Muchos se preguntarán quién era Íñigo Santamaría. En el propio HUCA, fuera de un círculo reducido de oncólogos, hematólogos y personal del laboratorio, quizá no le conocían. Pero, para los hematólogos clínicos, Íñigo era una de las personas fundamentales para que pudiésemos tratar adecuadamente a los pacientes con enfermedades tan importantes como las leucemias (mieloide crónica, promielocítica...), era quien nos proporcionaba los datos para saber si un paciente estaba respondiendo adecuadamente a un tratamiento determinado, cuándo había que cambiar de fármacos, alguien que el enfermo no ve, pero que es clave en su evolución. Porque Íñigo era absolutamente meticuloso y seguro en sus resultados, quizás el biólogo molecular mejor que pudimos soñar. Era un perfeccionista absoluto. En todo. Demasiado, quizá, porque el afán por las cosas bien hechas a veces le hacía demasiado exigente consigo mismo y con los demás. Y eso consume energía.

De la importancia de su trabajo éramos totalmente conscientes los clínicos que dependíamos de sus datos, sus compañeros de laboratorio que conocían su rigor, pero me temo que no tanto las instancias directivas del Hospital. Íñigo llevaba trabajando en el HUCA desde que comenzó su andadura el laboratorio de Oncología Molecular en 2005, por un acuerdo entre el Sespa y el IUOPA y, debido a las rigideces del sistema, su trabajo dependía de contratos por meses, anuales en los casos mejores. Íñigo tenía casi 50 años y esta situación le agobiaba. Y no se abordó en ningún momento cómo resolver, de una vez por todas, la total integración en el sistema de un laboratorio que cumple una función básica con total éxito, como se ha demostrado en estos años.

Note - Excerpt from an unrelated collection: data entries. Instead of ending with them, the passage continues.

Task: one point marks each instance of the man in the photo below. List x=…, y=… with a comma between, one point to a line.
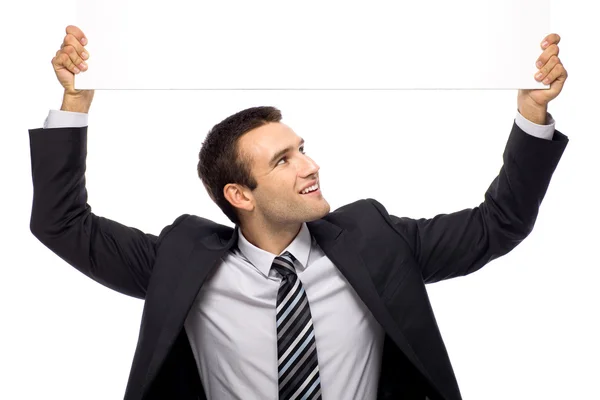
x=295, y=302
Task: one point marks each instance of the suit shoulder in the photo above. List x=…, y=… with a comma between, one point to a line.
x=360, y=211
x=193, y=225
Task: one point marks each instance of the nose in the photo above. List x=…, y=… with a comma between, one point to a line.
x=309, y=166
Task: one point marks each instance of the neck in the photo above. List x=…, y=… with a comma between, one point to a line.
x=269, y=238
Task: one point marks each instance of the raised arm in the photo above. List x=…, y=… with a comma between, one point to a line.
x=459, y=243
x=115, y=255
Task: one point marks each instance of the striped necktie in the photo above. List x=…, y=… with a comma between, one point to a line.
x=296, y=348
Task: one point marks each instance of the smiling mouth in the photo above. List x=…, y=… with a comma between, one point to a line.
x=311, y=189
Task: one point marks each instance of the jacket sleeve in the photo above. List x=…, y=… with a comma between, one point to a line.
x=460, y=243
x=112, y=254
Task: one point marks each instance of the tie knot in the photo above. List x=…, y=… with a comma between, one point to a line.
x=284, y=264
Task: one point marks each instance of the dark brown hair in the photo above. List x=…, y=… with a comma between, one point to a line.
x=220, y=160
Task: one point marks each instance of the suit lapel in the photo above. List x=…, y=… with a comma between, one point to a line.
x=203, y=258
x=339, y=246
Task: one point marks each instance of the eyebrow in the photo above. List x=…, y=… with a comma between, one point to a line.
x=281, y=152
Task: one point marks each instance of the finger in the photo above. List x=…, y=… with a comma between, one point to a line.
x=552, y=38
x=75, y=51
x=544, y=72
x=78, y=33
x=558, y=74
x=553, y=50
x=62, y=60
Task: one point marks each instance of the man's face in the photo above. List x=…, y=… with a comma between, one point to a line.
x=282, y=172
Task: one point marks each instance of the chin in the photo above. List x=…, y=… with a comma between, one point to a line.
x=318, y=213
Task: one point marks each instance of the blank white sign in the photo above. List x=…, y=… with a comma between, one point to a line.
x=314, y=44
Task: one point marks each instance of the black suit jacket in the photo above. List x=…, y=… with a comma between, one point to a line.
x=386, y=259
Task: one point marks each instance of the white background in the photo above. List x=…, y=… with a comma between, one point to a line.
x=524, y=327
x=318, y=44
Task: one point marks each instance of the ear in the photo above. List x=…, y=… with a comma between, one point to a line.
x=239, y=196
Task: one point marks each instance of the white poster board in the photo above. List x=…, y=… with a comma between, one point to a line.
x=314, y=44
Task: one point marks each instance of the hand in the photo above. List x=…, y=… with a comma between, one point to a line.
x=534, y=102
x=68, y=62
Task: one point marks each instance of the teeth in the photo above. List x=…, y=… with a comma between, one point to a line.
x=310, y=188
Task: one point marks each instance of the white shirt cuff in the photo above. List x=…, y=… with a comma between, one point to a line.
x=533, y=129
x=65, y=119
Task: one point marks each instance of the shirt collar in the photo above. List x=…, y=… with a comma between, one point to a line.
x=263, y=260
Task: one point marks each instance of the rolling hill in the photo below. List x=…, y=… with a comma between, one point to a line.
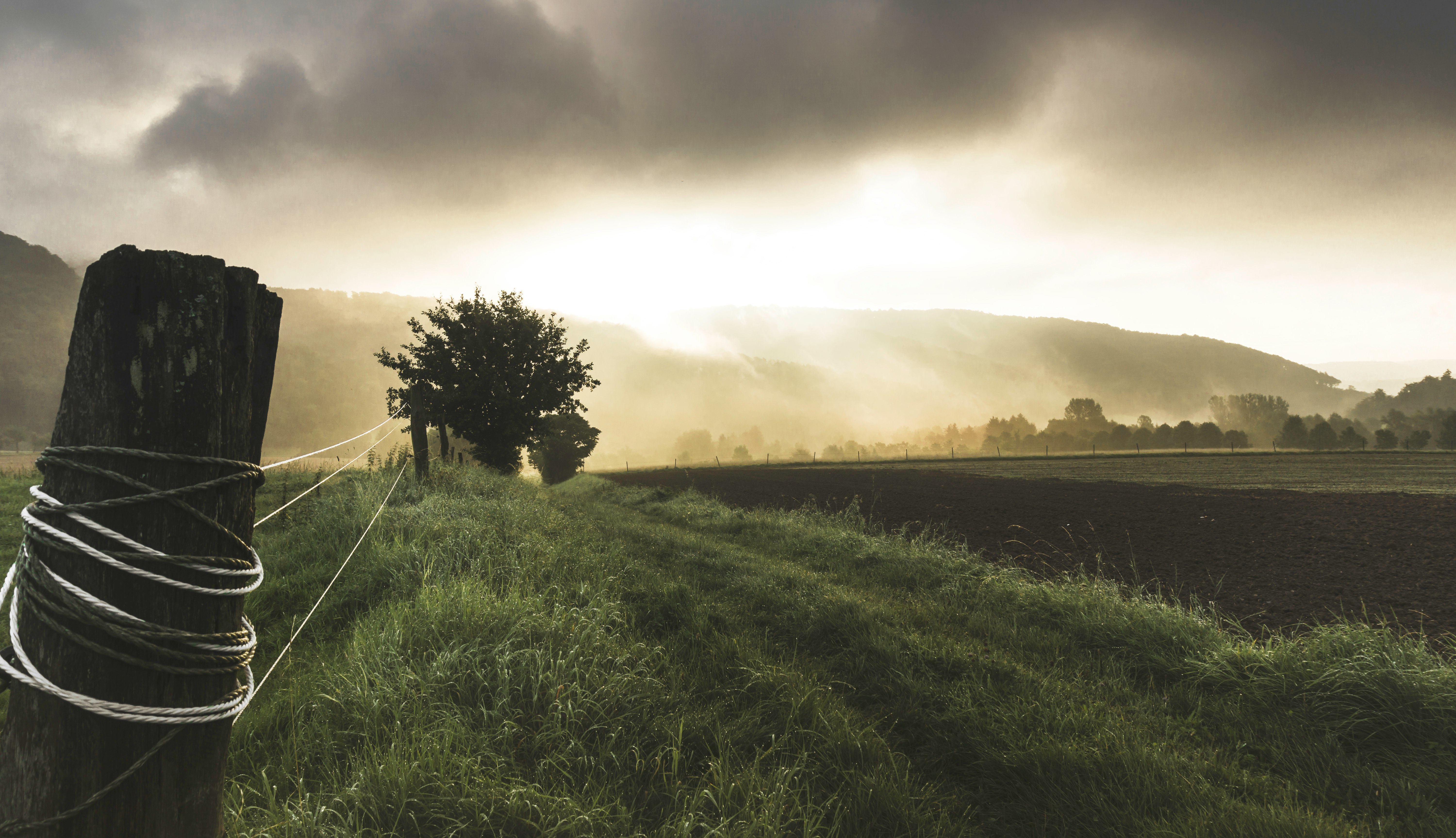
x=800, y=377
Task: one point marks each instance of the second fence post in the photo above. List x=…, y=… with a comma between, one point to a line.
x=420, y=428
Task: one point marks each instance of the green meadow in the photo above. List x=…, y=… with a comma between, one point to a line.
x=506, y=659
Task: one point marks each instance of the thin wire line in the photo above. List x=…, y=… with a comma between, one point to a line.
x=323, y=482
x=336, y=445
x=288, y=646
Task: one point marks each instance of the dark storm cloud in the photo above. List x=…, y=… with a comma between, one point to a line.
x=101, y=28
x=411, y=88
x=697, y=82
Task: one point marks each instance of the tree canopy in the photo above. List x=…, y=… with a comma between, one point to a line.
x=563, y=447
x=496, y=369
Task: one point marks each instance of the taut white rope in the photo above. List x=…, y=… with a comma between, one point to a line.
x=337, y=445
x=288, y=646
x=323, y=482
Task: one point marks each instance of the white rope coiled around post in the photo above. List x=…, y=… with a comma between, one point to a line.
x=65, y=607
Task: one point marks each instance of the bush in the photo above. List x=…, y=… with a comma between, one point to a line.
x=567, y=442
x=1209, y=436
x=1295, y=434
x=1323, y=438
x=1448, y=439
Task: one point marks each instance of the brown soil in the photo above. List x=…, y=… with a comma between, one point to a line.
x=1269, y=557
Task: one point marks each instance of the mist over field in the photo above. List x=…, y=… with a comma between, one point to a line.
x=842, y=419
x=772, y=381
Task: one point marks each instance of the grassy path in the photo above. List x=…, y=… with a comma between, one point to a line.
x=601, y=661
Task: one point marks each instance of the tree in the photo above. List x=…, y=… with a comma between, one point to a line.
x=1122, y=438
x=1084, y=413
x=566, y=442
x=1144, y=438
x=1448, y=439
x=1164, y=436
x=1186, y=434
x=1294, y=434
x=1323, y=438
x=1209, y=436
x=497, y=368
x=1259, y=414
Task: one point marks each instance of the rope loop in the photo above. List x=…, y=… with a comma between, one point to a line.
x=65, y=607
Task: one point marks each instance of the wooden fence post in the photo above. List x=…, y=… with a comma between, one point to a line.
x=420, y=429
x=170, y=353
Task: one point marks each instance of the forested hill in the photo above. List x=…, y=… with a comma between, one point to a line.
x=40, y=296
x=799, y=375
x=1032, y=362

Íñigo procuraba disfrutar con otras actividades, era un gran amante de las artes, sobre todo del teatro, y del teatro musical en concreto; en esto no era ningún diletante, era un experto que acudía a los estrenos de Nueva York y Londres y, por supuesto, de todo lo que se hacía en España. En los últimos años dedicó prácticamente su vida fuera del trabajo a la recopilación de todo lo que se había hecho en España en teatro musical desde 1955. El resultado fue una obra en cuatro tomos, magníficamente editada, que vino a cubrir un enorme hueco en este campo. Creo que le satisfizo porque, perfeccionista como era, consideraba un deber hacerlo y hacerlo bien. A raíz de esto le convocaron para charlas, conferencias, tanto en universidades como con medios especializados, y aquí, en Asturias, tuvo un pequeño espacio en la RPA los domingos por la mañana.

Sin embargo, tras finalizar este trabajo, no encontró nada que le resultara estimulante, que le hiciera suficientemente atractiva la vida. Íñigo entró en depresión. Tuvo que dejar de trabajar, pero vivía con la angustia de los problemas que causaba su falta en el laboratorio por un lado y por otro con el riesgo de que no se renovase su contrato si no se incorporaba, así que, aunque el tratamiento que se le prescribió no estaba siendo eficaz, se reincorporó.

Y el esfuerzo de seguir por encima de todo le agotó a él, una persona inteligente, brillante en su trabajo y, quizá, demasiado sensible.

Su muerte es un duro golpe para el laboratorio de Oncología Molecular y el HUCA. Se le sustituirá, pero será difícil encontrar a alguien de su talla y, desde luego, su vacío imposible de llenar en el corazón de sus amigos. Y en el mío. Que en paz descanses, Iñi.